Responding to Kolste, Kleefisch said every business owner can now ban e-cigarettes, “So, what’s the fight?”There’s a national debate over how to tax e-cigarettes. One reason: E-cigarette users buy fewer tobacco cigarettes, so they pay less state taxes. Cigarette tax collections in Wisconsin are falling – from $573 million in 2014 to $545.5 million in 2017. Cigarette taxes are the fourth largest source of general-fund tax collections. This 4.7 percent drop in cigarette tax collections comes at a time when legislators are looking for extra cash to avoid cuts in aid to K-12 schools and the UW System.

In January, the National Conference of State Legislatures reported that Minnesota and North Carolina were the first states to levy new e-cigarette taxes.  Minnesota set that tax at 95% of wholesale product cost. North Carolina taxed the liquid nicotine at $0.05 per milliliter. Walker’s proposed 2015-17 budget includes no changes in how e-cigarettes are taxed.

Steven Walters is a senior producer with the nonprofit public affairs channel WisconsinEye. Contact him at stevenscwalters@gmail.com

4 thoughts on “The State of Politics: E-Cigarettes Lights Up Capitol Fight”

  1. Observer says:

    Nicotine is the basis for the insecticides responsible for killing off bees and other insects. Anyone who thinks inhaling it is risk-free should reconsider. http://www.xerces.org/neonicotinoids-and-bees/

  2. Big Al says:

    Why do Republicans always champion local control, but then propose state laws to explicitly take away local control? E-cigarettes, residency rules, local property tax caps, frac sand mining, etc.

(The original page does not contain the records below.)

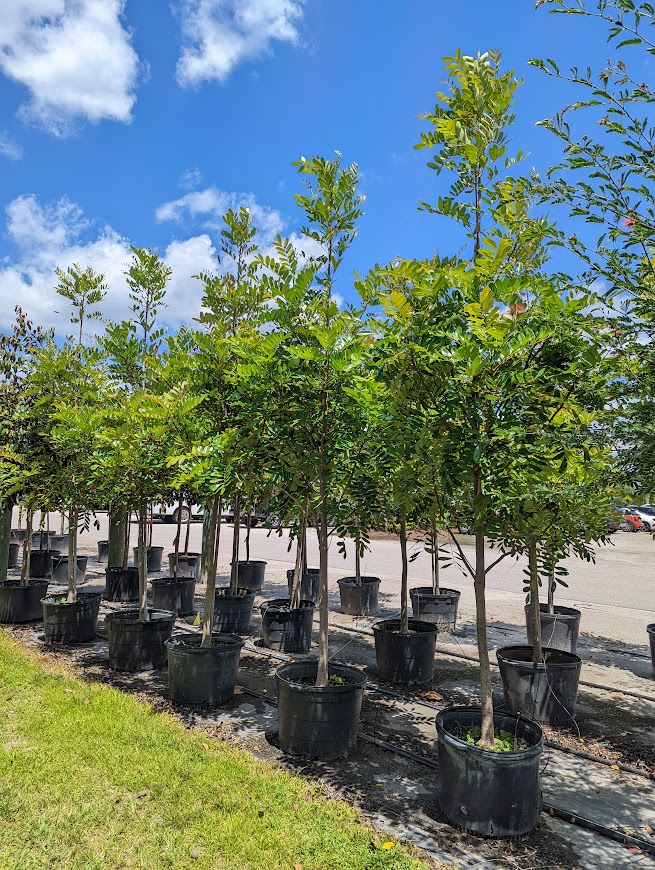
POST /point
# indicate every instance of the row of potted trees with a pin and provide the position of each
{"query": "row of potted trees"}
(464, 389)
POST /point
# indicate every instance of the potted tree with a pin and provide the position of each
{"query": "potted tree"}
(310, 367)
(19, 463)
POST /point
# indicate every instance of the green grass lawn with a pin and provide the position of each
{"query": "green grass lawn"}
(91, 778)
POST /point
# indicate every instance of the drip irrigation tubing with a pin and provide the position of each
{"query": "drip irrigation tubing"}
(552, 744)
(547, 808)
(452, 655)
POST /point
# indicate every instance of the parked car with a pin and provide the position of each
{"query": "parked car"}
(629, 521)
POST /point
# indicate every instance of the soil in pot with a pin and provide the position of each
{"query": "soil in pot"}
(405, 658)
(287, 630)
(135, 645)
(309, 584)
(491, 793)
(359, 599)
(186, 564)
(122, 584)
(233, 613)
(14, 547)
(439, 608)
(60, 569)
(154, 556)
(21, 603)
(174, 594)
(251, 575)
(559, 630)
(71, 623)
(103, 551)
(318, 723)
(41, 562)
(202, 677)
(546, 691)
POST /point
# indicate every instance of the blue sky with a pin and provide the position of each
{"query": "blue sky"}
(140, 122)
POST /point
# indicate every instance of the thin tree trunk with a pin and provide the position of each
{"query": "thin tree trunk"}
(435, 559)
(298, 570)
(535, 619)
(551, 590)
(118, 519)
(487, 723)
(211, 529)
(5, 538)
(176, 548)
(234, 574)
(27, 550)
(322, 674)
(142, 554)
(358, 564)
(72, 554)
(404, 611)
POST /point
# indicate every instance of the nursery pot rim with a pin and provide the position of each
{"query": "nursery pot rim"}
(521, 654)
(416, 626)
(503, 757)
(132, 616)
(358, 677)
(191, 643)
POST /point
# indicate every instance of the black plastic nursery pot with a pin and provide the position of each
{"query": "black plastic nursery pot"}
(71, 623)
(251, 575)
(546, 691)
(318, 722)
(202, 677)
(309, 584)
(232, 613)
(174, 594)
(439, 608)
(21, 603)
(103, 551)
(14, 547)
(186, 564)
(135, 645)
(494, 794)
(154, 556)
(41, 562)
(559, 630)
(405, 658)
(122, 584)
(287, 630)
(359, 599)
(60, 569)
(58, 542)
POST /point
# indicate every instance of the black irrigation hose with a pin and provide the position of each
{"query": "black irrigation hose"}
(547, 808)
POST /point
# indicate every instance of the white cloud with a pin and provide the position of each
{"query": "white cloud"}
(74, 56)
(219, 34)
(9, 148)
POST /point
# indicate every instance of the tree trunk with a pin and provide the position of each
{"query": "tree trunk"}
(142, 554)
(72, 554)
(535, 619)
(176, 548)
(118, 519)
(299, 567)
(551, 589)
(358, 561)
(322, 675)
(404, 611)
(487, 736)
(234, 574)
(211, 530)
(27, 550)
(5, 537)
(435, 559)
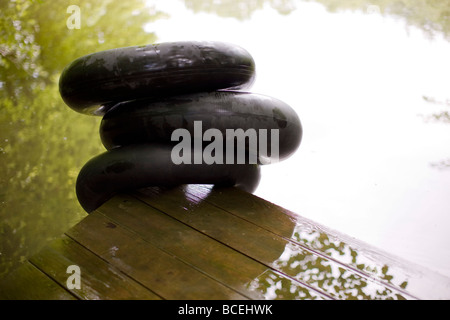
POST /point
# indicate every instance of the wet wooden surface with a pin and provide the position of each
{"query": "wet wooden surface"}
(195, 242)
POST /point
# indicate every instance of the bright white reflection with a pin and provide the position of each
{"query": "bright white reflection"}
(357, 81)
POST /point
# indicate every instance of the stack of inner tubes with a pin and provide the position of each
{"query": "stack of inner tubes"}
(159, 99)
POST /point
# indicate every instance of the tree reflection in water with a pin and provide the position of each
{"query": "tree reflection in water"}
(40, 137)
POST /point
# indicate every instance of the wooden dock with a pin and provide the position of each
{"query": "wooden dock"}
(198, 243)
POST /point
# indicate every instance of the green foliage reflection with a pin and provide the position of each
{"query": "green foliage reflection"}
(43, 143)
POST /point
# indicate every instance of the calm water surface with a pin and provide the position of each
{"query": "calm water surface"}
(370, 86)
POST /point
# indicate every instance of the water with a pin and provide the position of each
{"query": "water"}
(368, 87)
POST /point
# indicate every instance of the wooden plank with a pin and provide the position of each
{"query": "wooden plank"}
(390, 271)
(29, 283)
(287, 257)
(311, 236)
(165, 274)
(99, 280)
(220, 262)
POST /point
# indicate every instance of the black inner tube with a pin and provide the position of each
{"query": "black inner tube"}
(146, 93)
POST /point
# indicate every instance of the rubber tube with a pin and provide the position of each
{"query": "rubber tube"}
(152, 120)
(144, 165)
(93, 83)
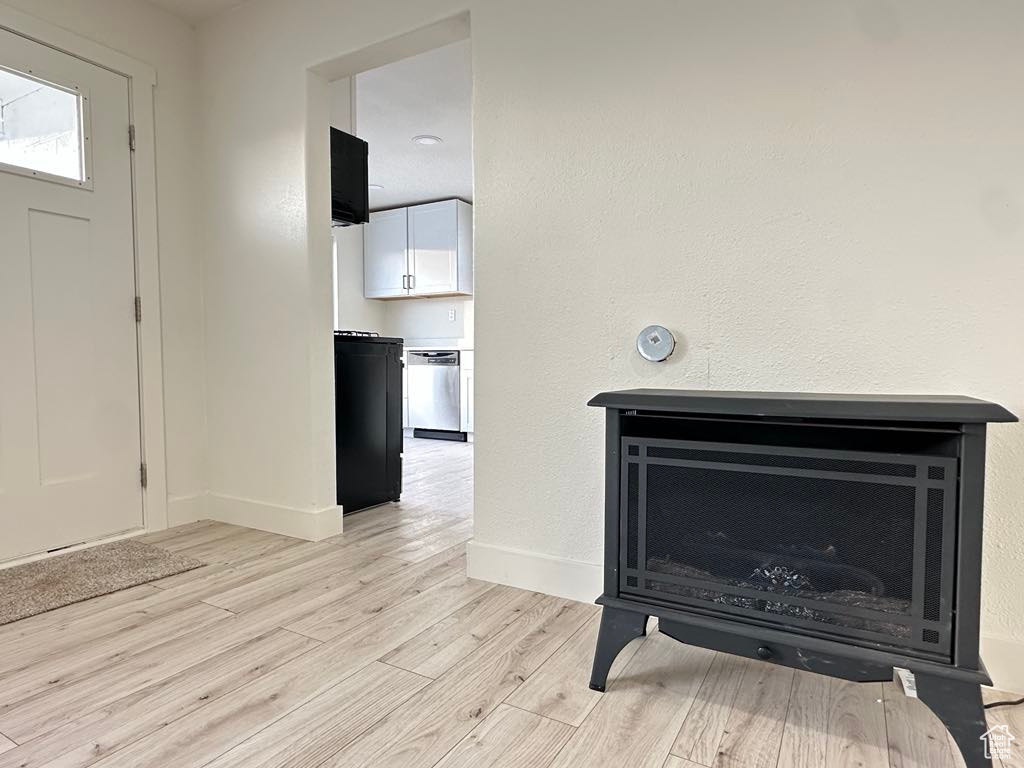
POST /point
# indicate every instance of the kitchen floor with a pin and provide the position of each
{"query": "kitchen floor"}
(374, 649)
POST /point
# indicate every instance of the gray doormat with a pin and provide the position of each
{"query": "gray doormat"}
(62, 580)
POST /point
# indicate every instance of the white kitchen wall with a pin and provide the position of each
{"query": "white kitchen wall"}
(171, 47)
(352, 312)
(812, 196)
(426, 322)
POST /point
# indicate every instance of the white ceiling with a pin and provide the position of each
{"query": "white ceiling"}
(195, 11)
(429, 93)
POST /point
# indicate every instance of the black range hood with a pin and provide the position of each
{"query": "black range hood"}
(349, 194)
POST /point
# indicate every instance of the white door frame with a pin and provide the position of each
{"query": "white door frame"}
(141, 80)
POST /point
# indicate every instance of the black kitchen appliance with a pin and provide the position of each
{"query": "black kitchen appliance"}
(835, 534)
(349, 175)
(368, 414)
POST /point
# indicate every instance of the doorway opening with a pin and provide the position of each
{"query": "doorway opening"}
(407, 275)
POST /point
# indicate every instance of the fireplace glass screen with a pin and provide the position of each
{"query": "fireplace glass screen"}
(827, 542)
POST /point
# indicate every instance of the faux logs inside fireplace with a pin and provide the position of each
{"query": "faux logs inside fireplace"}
(835, 534)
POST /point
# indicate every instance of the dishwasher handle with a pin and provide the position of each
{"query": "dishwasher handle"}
(433, 358)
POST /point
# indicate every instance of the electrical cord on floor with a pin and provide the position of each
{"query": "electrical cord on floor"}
(1009, 702)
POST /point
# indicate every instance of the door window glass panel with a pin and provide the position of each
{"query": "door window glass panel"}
(40, 126)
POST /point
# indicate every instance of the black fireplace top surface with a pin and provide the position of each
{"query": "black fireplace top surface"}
(905, 408)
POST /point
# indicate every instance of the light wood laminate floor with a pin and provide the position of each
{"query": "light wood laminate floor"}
(374, 650)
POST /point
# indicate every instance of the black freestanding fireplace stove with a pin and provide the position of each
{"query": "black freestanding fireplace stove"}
(835, 534)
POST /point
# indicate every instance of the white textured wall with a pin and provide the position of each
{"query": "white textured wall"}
(813, 196)
(171, 47)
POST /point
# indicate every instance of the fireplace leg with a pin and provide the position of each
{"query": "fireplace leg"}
(957, 704)
(617, 628)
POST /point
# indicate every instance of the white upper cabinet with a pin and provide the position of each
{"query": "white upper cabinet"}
(385, 255)
(432, 256)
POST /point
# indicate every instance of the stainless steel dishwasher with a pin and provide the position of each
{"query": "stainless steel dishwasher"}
(433, 394)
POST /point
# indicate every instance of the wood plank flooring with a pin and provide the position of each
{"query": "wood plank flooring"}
(374, 650)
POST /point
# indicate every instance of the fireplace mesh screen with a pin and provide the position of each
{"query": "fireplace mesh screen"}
(826, 544)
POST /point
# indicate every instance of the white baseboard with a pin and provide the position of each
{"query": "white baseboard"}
(313, 525)
(1005, 659)
(536, 571)
(185, 509)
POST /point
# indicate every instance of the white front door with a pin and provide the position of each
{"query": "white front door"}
(70, 439)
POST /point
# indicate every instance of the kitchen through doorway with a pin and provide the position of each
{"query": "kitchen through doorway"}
(406, 276)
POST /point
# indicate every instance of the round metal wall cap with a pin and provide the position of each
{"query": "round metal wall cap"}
(655, 343)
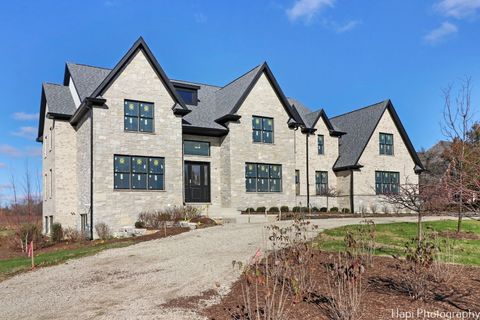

    Looks to me they don’t want “local control”; they just want “control”.

  3. Alan Selk says:

    Observer, I do hope you understand that the dose makes the poison (apparently not). What is toxic to an insect means nothing to a human. All legitimate studies have shown that nicotine, in the dose used by tobacco users, is not a cause of cancer or heart disease. Inhaling smoke from combustion is what causes disease, not nicotine. Nicotine without the smoke has about the same negative health effects as caffeine.

    There is really no doubt that electronic cigarettes are dramatically less harmful then smoking. Wisconsin residents are switching from smoking to e-cigs by the tens of thousands, and that is a very good thing for public health. Here come the democrats (and I am one) doing everything they can to stop people from making a very healthy choice for themselves.

    How did democrats, who used to work for the people with far sighted rational policies, turn into the party that works against the people with an abstinence only prohibitionist stance. This sounds like something from a hundred years ago.

  4. Observer says:

    I’m not a Democrat, well I am a democrat. I said nothing in my post about stopping you or anyone from enjoying e-cigarettes. I merely pointed out they contain nicotine which kills bees and other insects. Folks get bent out of shape over diet colas and quit them for perceived dangers. The e-cigs have many other chemicals in them and I think they will indeed prove dangerous. I’ve been around those smoking them and I wish all smokers would switch to them if they cannot quit. The artificial perfume odor is annoying though. No nanny state prying your cold dead fingers off your smokes for me. Kleefisch hasn’t come out for legalizing pot so I don’t think he cares all that much for personal liberties. Its a solution without a problem.